En ce qui concerne les devises, comme indiqué, Rodrigo Paz se tourne vers le FMI alors que, tout au long de la campagne, il s’était engagé à ne pas y avoir recours ; mais aujourd’hui, il y a recours, se contentant de contracter une dette pour en rembourser une autre. Il n’y a donc aucune vision sur la manière de générer de nouvelles devises ; ils n’ont tout simplement pas de plan et continuent d’improviser au jour le jour.
La crise du MAS est la défaite d’une alternative. Quel a été le principal élément déclencheur ?
Je pense qu’il faut comprendre d’où vient le MAS, car, certes, le MAS a été le parti auquel nous nous sommes identifiés pendant de nombreuses années, mais nous n’avons jamais abandonné l’essence de nos valeurs culturelles que nos parents nous ont enseignées, comme « AMA SUA » (ne sois pas voleur), « AMA QUELLA » (ne sois pas paresseux), « AMA LLULLA » (ne sois pas menteur).

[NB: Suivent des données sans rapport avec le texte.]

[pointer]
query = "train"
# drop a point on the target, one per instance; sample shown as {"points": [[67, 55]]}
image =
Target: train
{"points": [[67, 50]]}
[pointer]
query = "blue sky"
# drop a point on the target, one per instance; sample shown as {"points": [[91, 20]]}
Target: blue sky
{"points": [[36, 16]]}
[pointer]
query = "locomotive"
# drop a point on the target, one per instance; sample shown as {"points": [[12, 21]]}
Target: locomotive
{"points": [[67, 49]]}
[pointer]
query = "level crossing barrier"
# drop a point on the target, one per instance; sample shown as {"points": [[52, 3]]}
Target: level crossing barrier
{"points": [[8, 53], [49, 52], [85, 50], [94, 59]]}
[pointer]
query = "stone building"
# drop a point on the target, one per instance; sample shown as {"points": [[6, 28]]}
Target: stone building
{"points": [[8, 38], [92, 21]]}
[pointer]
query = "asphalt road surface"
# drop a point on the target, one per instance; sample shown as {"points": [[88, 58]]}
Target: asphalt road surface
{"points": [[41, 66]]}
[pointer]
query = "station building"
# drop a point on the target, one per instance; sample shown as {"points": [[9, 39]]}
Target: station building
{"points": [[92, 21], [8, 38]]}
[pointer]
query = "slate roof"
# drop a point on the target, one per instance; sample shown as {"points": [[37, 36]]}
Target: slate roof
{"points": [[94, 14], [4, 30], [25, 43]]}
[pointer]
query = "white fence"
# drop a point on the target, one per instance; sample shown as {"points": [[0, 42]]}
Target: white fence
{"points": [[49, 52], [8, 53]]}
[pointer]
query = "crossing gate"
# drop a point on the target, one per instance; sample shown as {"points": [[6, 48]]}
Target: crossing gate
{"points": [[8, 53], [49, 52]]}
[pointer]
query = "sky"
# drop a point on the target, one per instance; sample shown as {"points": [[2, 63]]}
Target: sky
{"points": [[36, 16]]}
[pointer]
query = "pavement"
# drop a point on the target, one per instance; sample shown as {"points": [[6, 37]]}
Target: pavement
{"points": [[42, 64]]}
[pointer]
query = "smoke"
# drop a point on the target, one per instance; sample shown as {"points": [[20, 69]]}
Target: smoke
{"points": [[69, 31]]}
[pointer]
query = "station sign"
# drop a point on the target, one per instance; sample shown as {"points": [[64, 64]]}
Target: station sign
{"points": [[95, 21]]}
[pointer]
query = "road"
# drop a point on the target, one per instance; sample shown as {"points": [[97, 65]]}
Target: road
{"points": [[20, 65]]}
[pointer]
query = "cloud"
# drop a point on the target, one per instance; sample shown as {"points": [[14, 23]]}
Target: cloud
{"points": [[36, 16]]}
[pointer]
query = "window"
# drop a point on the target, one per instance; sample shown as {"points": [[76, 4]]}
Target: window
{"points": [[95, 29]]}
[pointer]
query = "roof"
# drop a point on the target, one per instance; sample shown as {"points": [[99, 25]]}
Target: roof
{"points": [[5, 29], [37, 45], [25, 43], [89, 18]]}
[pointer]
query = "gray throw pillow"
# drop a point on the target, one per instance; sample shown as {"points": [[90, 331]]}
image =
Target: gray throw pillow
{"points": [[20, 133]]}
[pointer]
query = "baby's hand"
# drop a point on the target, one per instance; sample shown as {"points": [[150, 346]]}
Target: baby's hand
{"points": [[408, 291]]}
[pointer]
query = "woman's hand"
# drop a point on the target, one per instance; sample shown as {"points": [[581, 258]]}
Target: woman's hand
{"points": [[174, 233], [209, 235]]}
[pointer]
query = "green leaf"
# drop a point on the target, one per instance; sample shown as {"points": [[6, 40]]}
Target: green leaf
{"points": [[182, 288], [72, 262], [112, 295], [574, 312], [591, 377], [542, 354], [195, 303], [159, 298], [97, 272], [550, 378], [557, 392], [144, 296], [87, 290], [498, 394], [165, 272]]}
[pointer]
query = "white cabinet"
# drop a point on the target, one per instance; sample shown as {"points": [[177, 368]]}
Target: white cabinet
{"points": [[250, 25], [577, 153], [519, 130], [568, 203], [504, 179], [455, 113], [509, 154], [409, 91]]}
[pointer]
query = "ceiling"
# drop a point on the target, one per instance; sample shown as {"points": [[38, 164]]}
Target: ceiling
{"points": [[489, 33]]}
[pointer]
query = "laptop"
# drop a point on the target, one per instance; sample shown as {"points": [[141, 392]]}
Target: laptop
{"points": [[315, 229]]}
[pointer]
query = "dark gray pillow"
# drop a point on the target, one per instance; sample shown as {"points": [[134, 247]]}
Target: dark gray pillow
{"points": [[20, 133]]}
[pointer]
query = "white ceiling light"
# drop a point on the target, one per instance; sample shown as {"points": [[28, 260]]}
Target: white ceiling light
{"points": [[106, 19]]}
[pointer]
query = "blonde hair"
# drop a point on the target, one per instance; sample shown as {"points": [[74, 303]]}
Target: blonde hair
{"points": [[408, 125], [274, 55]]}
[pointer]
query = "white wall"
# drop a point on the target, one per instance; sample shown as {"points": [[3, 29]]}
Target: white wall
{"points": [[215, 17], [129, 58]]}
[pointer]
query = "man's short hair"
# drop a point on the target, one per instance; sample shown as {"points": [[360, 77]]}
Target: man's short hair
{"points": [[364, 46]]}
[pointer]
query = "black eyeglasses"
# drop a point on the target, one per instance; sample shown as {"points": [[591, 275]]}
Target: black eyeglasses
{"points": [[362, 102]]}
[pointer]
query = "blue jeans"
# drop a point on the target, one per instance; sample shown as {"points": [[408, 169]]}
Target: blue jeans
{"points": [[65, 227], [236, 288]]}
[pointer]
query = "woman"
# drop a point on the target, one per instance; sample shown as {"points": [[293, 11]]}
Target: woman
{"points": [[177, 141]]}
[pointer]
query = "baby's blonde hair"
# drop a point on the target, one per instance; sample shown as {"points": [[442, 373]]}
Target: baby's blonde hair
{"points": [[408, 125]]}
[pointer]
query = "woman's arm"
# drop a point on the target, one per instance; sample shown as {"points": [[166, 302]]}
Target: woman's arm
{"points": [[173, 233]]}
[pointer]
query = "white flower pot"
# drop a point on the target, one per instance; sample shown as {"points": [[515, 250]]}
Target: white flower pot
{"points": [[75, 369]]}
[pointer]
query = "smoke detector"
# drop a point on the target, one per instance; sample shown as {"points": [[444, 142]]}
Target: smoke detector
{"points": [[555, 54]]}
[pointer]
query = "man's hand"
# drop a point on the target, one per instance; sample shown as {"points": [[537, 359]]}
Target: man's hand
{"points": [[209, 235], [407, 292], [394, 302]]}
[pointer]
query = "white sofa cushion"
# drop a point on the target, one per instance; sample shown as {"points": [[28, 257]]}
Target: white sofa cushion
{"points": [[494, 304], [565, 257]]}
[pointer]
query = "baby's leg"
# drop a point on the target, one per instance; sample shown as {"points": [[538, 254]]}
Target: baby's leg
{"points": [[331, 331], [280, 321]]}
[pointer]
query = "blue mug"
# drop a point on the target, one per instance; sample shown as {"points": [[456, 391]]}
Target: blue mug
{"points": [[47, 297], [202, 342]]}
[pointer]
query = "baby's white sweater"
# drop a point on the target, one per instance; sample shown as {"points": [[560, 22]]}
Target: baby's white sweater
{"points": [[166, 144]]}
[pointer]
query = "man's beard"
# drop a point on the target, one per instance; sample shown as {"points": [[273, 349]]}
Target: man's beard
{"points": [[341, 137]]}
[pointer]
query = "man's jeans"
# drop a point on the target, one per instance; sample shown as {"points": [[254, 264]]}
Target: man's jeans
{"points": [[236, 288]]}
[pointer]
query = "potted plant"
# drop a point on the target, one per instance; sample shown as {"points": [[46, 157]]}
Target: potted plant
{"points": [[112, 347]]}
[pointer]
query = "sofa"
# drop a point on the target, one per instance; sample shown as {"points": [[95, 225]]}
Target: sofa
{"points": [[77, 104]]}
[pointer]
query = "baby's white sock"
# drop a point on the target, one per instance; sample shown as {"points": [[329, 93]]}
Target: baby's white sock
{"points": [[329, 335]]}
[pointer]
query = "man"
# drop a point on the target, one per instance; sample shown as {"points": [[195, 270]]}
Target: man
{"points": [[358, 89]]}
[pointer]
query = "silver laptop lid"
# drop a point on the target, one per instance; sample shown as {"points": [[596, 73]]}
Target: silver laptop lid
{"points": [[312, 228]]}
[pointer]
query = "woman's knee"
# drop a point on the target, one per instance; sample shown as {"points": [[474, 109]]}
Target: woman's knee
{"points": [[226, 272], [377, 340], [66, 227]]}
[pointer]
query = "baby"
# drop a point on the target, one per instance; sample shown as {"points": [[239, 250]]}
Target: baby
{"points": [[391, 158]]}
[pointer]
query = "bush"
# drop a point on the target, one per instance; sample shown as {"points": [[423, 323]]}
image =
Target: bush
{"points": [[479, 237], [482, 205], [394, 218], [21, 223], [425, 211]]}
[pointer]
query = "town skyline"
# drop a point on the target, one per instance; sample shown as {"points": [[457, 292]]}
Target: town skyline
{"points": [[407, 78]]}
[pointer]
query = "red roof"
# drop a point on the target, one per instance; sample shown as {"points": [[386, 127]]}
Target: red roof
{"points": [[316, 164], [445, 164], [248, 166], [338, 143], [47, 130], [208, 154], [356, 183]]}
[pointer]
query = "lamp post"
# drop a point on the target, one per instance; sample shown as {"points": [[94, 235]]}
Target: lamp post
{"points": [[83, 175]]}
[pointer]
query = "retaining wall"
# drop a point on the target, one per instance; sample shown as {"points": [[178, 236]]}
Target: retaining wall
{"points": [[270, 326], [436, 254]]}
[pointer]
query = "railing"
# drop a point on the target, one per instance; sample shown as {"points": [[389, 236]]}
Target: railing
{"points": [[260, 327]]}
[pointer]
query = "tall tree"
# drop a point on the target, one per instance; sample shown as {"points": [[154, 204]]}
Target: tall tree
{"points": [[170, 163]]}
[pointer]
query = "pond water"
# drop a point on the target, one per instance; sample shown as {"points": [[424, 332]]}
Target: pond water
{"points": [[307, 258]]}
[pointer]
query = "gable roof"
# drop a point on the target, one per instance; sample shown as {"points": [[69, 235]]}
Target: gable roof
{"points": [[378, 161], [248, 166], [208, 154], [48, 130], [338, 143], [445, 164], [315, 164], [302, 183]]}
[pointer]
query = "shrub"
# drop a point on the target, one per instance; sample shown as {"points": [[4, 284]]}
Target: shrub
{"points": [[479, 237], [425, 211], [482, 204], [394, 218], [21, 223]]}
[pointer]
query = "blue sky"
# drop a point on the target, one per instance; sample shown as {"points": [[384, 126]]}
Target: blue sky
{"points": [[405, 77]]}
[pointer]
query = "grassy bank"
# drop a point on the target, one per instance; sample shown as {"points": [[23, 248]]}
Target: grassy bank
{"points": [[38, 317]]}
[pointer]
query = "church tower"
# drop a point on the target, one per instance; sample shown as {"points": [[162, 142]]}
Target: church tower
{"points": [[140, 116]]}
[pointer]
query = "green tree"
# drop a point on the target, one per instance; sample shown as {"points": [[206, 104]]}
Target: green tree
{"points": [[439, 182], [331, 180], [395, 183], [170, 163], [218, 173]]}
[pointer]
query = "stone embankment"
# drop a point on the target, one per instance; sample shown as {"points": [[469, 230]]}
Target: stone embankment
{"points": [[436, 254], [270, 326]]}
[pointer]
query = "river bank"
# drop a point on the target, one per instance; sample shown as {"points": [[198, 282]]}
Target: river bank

Cependant, sous le mandat de Luis Arce Catacora, des actes de corruption ont été dénoncés, ce qui a entraîné la fragmentation du parti politique. En effet, certaines personnes étaient complices de cette corruption de Luis Arce Catacora, mais la majorité ne l'était pas, car cela va à l'encontre de notre essence même. C'est là que commence notre fragmentation.
Cependant, lors des élections nationales de 2025, nous nous sommes retrouvés dans une situation compliquée, car le gouvernement de Luis Arce a trouvé un moyen illégal d'empêcher notre candidat qui nous représentait, Evo Morales, de participer aux élections. Nous avons donc opté pour un vote de révolution (vote nul), tandis que le parti MAS avait son candidat, Eduardo del Castillo. Ce candidat a obtenu 3,17 % au niveau national (169 887,00 voix) et le vote nul 19,87 % au niveau national (1 371 019,00 voix), plus d’un million de Boliviens, n’ayant pas de candidat pour les représenter, ont opté pour un vote de révolution (vote nul).
Existe-t-il une perspective de construire une nouvelle organisation politique populaire ?
Nous nous trouvons actuellement dans la phase la plus compliquée et la plus difficile de l'organisation politique, car malheureusement, sous l'administration de Lucho Arce, on nous a volé l’acronyme du MAS, et c'est pourquoi nous sommes actuellement en train de créer un nouveau EVO-PUEBLO. Cependant le gouvernement multiplie les prétextes et les obstacles pour nous empêcher d’officialiser ce sigle et de commencer à affilier les sympathisants. Par ailleurs, l’union de tout le bloc populaire se met en place pour résister à un gouvernement de droite (gouvernement de la PAZ), c’est pourquoi nous sommes dans une phase de réarticulation de tout le bloc populaire.